Ali Ulvi'nin bir gün eline bilmediği kişiler tarafından bir zarf tutuşturulur. Bu zarfı şube müdürüne vermesini ve verirken de "düttürü dubara züttürü zubara" demesini isterler. Ali Ulvi'nin hayatı tanımadığı bu kişiler yüzünden alt üst olur. O anda iki seçenek vardır onun için. Ya bu saçlığa gülüp geçecek, ciddiye almayacak ya da önemseyip deneni yapmanın yollarını arayacak. Birinci seçenek cesurların ikincisi ise korkakların işi gibi görünür. Ali Ulvi bu zarfı da ve sonra başına gelen her şeyi oldukça önemser ve böylece "korku" başlar.
Oğuz Atay'ın hikâyesinde de korku bir zarfla başlar. Kahramanımız bir gün evinde bilmediği bir dille yazılmış mektup bulur. Zarfla evine bırakılan bu mektupla beraber bir tarikat ya da gizli örgütün onun peşinde olduğu fikriyle de onun "korku"su başlar.
Bu tematik yakınlık kahramanların karakterlerinde de görülür.

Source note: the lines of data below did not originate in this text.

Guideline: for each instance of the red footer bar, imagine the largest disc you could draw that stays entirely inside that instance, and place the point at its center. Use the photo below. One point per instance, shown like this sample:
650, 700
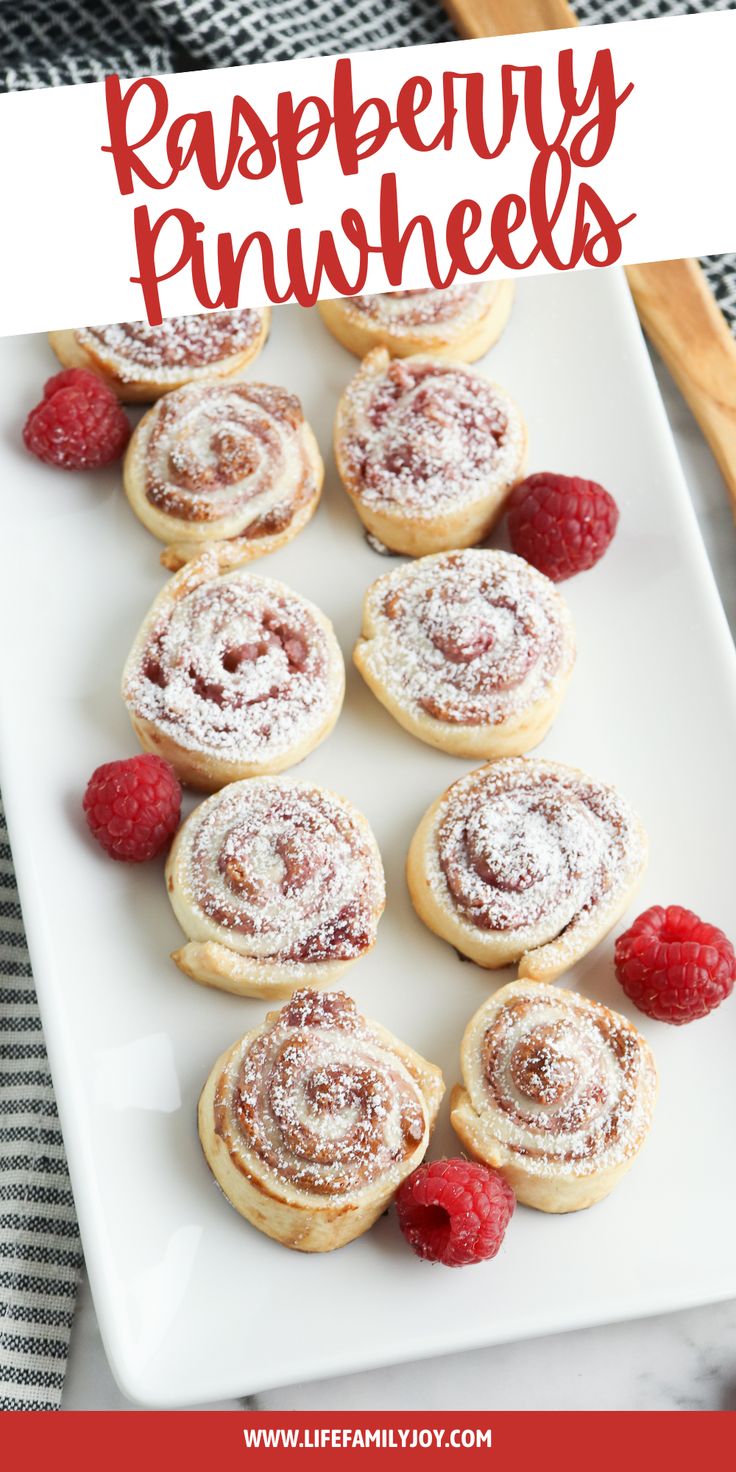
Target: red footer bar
521, 1441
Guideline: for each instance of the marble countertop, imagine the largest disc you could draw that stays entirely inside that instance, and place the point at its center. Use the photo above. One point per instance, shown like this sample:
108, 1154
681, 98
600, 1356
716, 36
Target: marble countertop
674, 1362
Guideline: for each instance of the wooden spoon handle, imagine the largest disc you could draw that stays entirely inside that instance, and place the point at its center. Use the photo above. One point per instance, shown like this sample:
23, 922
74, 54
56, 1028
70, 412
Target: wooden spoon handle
476, 18
683, 321
674, 302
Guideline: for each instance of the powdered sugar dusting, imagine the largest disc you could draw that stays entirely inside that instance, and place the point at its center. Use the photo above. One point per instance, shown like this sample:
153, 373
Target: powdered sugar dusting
564, 1084
281, 872
321, 1101
468, 638
532, 847
424, 436
227, 452
161, 354
426, 312
239, 666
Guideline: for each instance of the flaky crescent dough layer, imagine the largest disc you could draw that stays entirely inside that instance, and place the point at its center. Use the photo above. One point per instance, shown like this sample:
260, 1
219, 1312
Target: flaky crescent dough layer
140, 362
558, 1094
427, 451
224, 462
277, 883
470, 651
460, 323
526, 860
231, 674
312, 1120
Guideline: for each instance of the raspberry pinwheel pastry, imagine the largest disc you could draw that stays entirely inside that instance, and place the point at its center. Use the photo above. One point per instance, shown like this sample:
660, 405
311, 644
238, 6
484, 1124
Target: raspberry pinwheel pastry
526, 860
142, 362
558, 1094
311, 1122
221, 461
277, 883
231, 674
427, 451
470, 651
460, 323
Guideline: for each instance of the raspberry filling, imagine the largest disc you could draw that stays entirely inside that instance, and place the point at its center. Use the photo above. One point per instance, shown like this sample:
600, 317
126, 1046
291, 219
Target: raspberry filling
227, 451
321, 1101
286, 873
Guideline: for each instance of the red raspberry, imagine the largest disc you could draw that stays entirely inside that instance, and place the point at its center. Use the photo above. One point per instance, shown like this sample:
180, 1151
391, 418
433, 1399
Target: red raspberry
674, 966
455, 1212
561, 524
133, 807
78, 423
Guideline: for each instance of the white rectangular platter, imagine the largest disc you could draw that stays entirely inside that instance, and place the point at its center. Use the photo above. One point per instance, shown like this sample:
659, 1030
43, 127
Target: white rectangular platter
193, 1303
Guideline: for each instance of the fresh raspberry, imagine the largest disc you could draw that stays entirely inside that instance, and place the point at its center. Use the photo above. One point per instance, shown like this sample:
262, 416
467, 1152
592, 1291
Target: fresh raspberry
561, 524
455, 1212
78, 423
133, 807
74, 379
674, 966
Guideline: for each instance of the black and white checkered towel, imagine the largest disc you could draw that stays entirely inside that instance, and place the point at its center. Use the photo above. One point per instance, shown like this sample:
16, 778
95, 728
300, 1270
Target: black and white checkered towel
78, 41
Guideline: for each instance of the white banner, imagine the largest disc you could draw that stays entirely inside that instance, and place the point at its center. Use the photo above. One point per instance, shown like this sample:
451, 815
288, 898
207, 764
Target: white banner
557, 150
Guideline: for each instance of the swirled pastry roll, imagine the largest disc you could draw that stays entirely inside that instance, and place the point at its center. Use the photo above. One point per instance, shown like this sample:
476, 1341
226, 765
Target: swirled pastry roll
140, 362
277, 883
460, 321
468, 651
558, 1094
224, 461
231, 674
312, 1120
526, 860
427, 451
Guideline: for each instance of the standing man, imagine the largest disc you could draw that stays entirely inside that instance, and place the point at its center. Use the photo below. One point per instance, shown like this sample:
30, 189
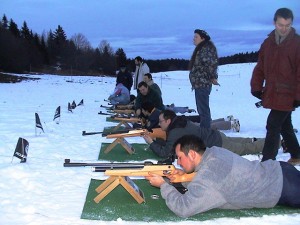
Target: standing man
148, 79
140, 70
203, 73
125, 77
276, 80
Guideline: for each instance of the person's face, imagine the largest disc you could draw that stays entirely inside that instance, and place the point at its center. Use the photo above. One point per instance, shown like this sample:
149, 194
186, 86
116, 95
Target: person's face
185, 161
197, 39
146, 79
143, 90
137, 63
145, 112
164, 124
283, 26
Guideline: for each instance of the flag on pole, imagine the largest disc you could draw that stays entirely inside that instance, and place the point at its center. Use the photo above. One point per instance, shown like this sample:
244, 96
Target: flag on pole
57, 115
80, 103
73, 105
38, 123
69, 107
21, 150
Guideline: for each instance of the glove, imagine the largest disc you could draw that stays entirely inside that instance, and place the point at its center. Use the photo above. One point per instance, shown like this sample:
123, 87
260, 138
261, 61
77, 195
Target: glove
257, 94
296, 103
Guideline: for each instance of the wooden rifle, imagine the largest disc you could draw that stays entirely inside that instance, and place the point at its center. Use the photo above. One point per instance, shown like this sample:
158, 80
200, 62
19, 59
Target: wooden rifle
141, 170
154, 133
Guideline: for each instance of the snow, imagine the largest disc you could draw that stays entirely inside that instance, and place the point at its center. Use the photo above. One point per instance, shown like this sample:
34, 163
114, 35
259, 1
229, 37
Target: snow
42, 191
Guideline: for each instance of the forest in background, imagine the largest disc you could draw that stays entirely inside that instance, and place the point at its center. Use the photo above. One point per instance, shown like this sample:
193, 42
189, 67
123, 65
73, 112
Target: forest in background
23, 51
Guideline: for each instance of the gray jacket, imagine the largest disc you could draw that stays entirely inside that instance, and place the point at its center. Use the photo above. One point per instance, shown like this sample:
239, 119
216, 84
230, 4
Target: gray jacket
227, 181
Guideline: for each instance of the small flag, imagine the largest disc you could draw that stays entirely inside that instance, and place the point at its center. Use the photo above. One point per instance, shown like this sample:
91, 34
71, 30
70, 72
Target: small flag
22, 149
73, 105
69, 107
80, 103
38, 123
57, 115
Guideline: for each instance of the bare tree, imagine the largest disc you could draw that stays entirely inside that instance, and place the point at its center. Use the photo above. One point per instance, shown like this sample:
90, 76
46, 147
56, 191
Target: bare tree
81, 42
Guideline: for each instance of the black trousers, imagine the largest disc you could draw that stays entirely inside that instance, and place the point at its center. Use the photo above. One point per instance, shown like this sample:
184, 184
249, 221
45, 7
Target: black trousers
290, 195
280, 122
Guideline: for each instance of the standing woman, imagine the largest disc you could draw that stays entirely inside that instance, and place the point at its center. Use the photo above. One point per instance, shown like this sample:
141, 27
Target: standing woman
203, 73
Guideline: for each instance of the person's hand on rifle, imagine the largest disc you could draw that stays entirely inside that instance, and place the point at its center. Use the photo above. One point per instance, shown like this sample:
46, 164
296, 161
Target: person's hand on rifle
138, 112
176, 175
148, 139
215, 82
155, 180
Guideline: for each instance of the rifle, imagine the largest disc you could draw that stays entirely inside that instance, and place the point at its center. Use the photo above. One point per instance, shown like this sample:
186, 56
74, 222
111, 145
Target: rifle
104, 134
161, 169
154, 133
141, 170
122, 111
68, 163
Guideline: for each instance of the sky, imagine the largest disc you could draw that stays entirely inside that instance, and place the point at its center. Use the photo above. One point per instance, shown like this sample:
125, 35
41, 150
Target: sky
43, 192
155, 29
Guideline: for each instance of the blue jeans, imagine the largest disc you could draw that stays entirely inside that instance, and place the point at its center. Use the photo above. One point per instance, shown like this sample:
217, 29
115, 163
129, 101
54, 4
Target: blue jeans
280, 122
290, 195
202, 103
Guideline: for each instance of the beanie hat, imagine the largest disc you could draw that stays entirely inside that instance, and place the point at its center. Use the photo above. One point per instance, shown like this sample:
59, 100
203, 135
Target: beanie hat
203, 34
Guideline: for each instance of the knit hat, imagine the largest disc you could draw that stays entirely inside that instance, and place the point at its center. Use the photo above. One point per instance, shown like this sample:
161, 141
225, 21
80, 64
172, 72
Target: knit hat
203, 34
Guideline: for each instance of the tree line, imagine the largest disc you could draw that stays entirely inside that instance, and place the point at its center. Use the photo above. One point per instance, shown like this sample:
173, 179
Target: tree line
23, 51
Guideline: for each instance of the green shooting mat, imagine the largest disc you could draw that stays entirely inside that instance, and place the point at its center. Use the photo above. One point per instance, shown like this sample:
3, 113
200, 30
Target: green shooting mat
120, 204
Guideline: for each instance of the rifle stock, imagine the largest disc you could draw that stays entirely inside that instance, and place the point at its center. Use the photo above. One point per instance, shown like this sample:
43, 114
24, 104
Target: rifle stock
155, 133
161, 170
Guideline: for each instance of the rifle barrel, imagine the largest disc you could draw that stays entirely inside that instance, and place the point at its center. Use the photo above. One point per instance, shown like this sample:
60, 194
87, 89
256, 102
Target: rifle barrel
106, 166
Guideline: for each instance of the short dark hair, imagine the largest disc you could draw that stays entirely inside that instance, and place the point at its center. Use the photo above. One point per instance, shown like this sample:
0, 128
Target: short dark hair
188, 142
142, 83
139, 58
284, 13
168, 114
148, 75
148, 106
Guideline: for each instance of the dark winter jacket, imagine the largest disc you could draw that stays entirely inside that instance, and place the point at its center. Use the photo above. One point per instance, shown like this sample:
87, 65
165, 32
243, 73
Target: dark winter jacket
125, 78
205, 66
277, 73
179, 127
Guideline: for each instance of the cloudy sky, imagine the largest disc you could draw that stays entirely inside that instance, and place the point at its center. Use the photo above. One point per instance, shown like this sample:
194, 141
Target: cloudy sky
155, 29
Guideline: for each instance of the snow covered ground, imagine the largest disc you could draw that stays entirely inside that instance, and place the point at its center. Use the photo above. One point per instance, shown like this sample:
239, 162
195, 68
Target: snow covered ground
42, 191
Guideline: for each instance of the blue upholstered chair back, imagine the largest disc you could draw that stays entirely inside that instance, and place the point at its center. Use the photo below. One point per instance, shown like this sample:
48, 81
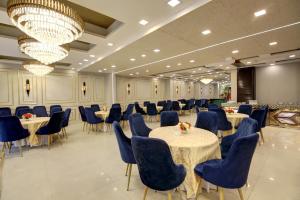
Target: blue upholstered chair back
5, 111
175, 106
208, 121
151, 109
138, 126
114, 115
54, 109
54, 125
40, 111
258, 115
245, 109
91, 117
124, 144
11, 129
95, 107
66, 117
82, 113
169, 118
212, 106
223, 123
156, 166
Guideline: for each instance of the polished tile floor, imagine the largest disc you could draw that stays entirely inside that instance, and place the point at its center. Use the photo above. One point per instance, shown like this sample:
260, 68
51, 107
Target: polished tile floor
89, 167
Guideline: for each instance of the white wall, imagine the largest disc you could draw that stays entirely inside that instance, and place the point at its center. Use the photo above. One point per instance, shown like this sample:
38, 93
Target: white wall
62, 87
278, 83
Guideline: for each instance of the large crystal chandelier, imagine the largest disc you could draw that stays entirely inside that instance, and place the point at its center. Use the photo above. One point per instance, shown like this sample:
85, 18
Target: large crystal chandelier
44, 52
206, 80
37, 68
48, 21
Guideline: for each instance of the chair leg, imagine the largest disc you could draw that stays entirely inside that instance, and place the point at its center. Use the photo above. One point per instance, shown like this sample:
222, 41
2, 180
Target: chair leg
129, 176
145, 193
262, 136
241, 193
221, 193
169, 195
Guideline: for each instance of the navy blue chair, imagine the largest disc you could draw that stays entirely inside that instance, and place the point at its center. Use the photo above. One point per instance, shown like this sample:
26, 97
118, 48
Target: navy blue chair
175, 106
54, 126
138, 126
92, 120
231, 172
138, 109
151, 110
82, 116
245, 109
5, 112
54, 109
208, 121
127, 113
259, 116
223, 123
156, 166
212, 106
125, 150
169, 118
247, 127
95, 107
40, 111
66, 121
11, 130
21, 110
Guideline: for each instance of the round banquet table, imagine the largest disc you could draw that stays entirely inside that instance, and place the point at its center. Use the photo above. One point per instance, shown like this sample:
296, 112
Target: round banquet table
33, 125
190, 149
235, 119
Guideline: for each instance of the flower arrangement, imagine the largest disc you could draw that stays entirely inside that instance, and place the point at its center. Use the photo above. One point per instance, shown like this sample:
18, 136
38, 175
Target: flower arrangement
27, 116
184, 127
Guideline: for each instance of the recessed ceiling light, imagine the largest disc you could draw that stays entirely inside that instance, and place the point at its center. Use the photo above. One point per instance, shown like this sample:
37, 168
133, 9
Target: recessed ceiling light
272, 43
143, 22
173, 3
260, 13
206, 32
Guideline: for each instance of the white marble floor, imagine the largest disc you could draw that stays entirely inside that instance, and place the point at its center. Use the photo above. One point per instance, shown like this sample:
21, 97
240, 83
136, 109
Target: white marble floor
89, 167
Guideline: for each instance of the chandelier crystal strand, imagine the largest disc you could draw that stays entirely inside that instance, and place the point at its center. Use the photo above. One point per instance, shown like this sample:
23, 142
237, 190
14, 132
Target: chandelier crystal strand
37, 68
48, 21
43, 52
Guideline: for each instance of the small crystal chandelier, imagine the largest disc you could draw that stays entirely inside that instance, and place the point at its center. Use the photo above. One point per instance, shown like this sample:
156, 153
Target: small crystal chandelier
37, 68
206, 80
48, 21
43, 52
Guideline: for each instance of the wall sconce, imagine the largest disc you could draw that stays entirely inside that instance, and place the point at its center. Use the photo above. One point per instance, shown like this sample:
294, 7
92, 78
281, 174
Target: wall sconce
84, 88
128, 89
27, 87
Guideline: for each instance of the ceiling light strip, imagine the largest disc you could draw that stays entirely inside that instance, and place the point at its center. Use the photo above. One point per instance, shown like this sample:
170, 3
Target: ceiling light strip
214, 45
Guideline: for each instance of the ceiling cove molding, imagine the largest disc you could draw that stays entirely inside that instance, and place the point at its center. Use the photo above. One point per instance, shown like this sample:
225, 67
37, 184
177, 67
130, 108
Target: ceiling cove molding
211, 46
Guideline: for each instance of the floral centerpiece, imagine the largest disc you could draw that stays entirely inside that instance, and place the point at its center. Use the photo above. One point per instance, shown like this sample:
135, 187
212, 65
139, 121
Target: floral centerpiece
184, 127
27, 116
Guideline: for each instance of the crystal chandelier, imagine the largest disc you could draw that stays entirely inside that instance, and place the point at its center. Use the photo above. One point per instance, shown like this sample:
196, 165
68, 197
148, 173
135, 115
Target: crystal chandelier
48, 21
37, 68
206, 80
43, 52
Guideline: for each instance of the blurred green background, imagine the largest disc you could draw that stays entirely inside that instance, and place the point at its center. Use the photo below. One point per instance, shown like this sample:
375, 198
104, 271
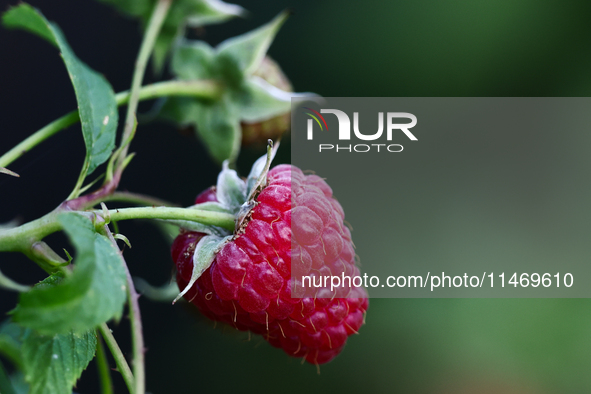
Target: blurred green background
334, 48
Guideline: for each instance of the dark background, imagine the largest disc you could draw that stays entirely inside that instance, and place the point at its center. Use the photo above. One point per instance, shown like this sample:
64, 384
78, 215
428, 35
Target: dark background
334, 48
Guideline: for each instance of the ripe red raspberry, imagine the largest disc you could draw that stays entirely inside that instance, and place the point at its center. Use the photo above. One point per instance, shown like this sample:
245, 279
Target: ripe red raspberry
249, 284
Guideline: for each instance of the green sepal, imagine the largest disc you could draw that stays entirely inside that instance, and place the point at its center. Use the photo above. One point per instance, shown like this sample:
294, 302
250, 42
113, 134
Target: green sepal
205, 252
230, 189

Bir zarfla başlayan gizli örgütlerin, tarikatların peşlerine düştüğü iki kahraman da teslim olmayı seçer, doğru mu diye sorgulamaz. Ve korkunun kollarında geçen diğer olaylarla artık iki kahramanın da kabullenişi ve kırılan cesaretleri adım adım işlenir.
"Korkuyu Beklerken" öyküsündeki kahramanımız yalnız yaşar. Paranoyak ve takıntılı bir kişidir. İnsanlardan kopuk kendi iç dünyasına dönmüş bir adamdır. Ali Ulvi de yalnız yaşar. İkisi de bekârdır, hayatlarında sevdikleri bir kadın yoktur. Rutin düzenleri dışına çıkmak ikisini de korkutur. Kahramanların iç sesleri dış seslerinden çoktur. İçlerinde yoğun olarak yaşadıkları endişeleri, takıntıları, korkuları dışarıdan daha sakin ve dingin bir imajla gizlenir. İki kahraman da düşüncelerinin ağırlığıyla bedenine yenik düşer. Taşıdıkları derin korkular ve endişeler ikisini de hasta eder. Ayrıca tüm bu paranoyak buhranlardan uyuyarak kaçarlar. İkisinin de uyuyakalmaları, yığılıp kalmaları, yarı baygın ve çok derin uyumaları vardır.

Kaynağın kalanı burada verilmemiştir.